Eine photoreaktive Markierungsstrategie wurde verwendet, um Verbindungen zu identifizieren, die mit dem interessierenden Protein interagieren. Die Immundetektion mit Western Blotting zeigt Proteinbanden, die darauf hindeuten, dass Proteine mit höherem Molekulargewicht in den bestrahlten Proben vorhanden sind. Diese stammen aus der Vernetzung aufgrund der Protein-Protein-Wechselwirkung, die während der UV-Bestrahlung stattfindet.

Nachdem wir nun die Verfahren zur metabolischen Markierung überprüft haben, schauen wir uns einige der Möglichkeiten an, wie der Prozess verwendet wird.

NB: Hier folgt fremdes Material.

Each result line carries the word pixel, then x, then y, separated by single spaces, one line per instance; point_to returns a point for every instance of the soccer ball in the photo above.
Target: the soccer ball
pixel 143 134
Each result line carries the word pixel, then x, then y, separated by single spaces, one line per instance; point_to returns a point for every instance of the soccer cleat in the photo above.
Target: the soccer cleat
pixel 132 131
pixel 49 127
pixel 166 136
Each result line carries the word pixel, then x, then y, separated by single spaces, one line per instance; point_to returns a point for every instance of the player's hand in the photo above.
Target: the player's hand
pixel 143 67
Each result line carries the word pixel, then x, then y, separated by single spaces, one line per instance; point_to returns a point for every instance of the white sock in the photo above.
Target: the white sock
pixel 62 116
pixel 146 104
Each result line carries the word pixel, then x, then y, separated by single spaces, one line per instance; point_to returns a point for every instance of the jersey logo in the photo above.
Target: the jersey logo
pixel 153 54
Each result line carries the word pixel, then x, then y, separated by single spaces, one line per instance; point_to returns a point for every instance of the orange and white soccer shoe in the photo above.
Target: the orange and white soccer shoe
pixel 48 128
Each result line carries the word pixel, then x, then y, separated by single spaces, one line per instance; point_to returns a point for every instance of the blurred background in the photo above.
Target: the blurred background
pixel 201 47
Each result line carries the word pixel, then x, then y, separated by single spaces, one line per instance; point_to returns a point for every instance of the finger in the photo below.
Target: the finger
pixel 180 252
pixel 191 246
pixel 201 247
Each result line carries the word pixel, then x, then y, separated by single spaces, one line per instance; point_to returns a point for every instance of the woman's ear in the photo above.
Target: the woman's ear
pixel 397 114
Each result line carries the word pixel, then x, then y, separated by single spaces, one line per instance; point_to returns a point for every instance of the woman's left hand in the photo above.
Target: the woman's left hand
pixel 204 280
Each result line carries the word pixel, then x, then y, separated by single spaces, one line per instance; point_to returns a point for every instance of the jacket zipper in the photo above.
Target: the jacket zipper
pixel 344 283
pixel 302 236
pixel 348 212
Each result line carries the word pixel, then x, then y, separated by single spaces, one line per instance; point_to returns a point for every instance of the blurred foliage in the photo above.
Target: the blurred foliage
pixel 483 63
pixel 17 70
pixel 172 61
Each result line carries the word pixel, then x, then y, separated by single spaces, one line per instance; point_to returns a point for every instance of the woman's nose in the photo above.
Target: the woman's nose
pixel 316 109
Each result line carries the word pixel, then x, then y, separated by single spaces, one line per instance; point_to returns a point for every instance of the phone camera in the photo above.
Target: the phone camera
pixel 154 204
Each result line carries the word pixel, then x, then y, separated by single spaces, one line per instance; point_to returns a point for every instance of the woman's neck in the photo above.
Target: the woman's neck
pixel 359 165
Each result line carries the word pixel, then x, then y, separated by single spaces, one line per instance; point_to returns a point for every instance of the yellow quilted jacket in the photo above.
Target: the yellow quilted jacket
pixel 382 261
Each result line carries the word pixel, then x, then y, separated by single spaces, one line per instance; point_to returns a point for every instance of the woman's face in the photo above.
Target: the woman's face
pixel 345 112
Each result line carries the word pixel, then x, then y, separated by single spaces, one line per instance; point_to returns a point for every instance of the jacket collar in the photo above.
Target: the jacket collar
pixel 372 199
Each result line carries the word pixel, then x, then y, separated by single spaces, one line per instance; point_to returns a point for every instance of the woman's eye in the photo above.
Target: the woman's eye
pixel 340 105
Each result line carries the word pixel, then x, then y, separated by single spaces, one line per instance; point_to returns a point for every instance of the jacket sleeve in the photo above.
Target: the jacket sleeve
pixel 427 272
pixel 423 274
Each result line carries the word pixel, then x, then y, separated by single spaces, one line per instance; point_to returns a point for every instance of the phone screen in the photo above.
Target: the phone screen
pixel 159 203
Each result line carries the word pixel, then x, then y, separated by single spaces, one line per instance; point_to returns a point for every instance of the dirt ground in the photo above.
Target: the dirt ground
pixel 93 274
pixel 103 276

Konzepte der metabolischen Markierung können auf mehrzellige Organismen ausgeweitet werden. Die Pflanzen werden in einer geschlossenen Umgebung angebaut, die reich an stabilen Isotopen ist, um markiertes Pflanzenmaterial zu produzieren. Kohlendioxid, das Kohlen-13 enthält, wird dem Gehege zugesetzt, während stickstoff-15-reicher Dünger verwendet wird. Das daraus gewonnene Pflanzenmaterial kann helfen, Fragen zum Kohlenstoff- und Stickstoffkreislauf aus dem Ökosystem zu beantworten.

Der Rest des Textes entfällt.